Double Taxation Treaties with the United States and Environmental Quality in Emerging Economies
Alberto Chong & Erica Louis Mtenga
Environmental and Resource Economics, April 2026
Abstract:
We focus on the role of double taxation treaties on environmental quality, to our knowledge the first empirical study to do so. Tax treaties are primarily implemented to remove double taxation, which helps promote international trade and investment. However, they are also aimed to address tax evasion and avoidance, which tends to have the opposite effect. As a result, the environmental impact is unclear. Specifically, we exploit the variation in the effective dates of the United States tax treaties with emerging countries between 1990 to 2014 by applying difference-in-differences methods. We find that tax treaties significantly help reduce carbon dioxide emissions in emerging markets. This appears to be driven by the reduction in investments in pollution-intensive industries after tax treaty enactments.
The effects of a constructed closure of the Bering Strait on AMOC tipping behavior
Jelle Soons & Henk Dijkstra
Science Advances, April 2026
Abstract:
The Atlantic Meridional Overturning Circulation (AMOC) is a major tipping element in the present-day climate and could potentially collapse under sufficient freshwater or CO2 forcing.

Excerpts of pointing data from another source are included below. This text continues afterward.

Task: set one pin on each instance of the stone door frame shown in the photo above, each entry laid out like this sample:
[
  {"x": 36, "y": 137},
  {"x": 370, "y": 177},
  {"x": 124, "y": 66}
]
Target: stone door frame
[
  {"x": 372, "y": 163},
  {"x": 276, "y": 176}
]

While the effect of the Bering Strait on AMOC stability has been well studied, it is unknown whether a constructed closure of this Strait can prevent an AMOC collapse under climate change. Here, we show in an Earth system Model of Intermediate Complexity that an artificial closure of the Strait can extend the safe carbon budget of the AMOC, provided that the AMOC is strong enough at the closure time. Specifically, an equilibrium AMOC under a sufficiently low additional freshwater flux has an increased safe carbon budget given a timely closure of the Strait, while for higher freshwater fluxes (and corresponding weaker AMOC), a closure reduces this budget. This indicates that constructing this closure could be a feasible climate intervention strategy to prevent an AMOC collapse.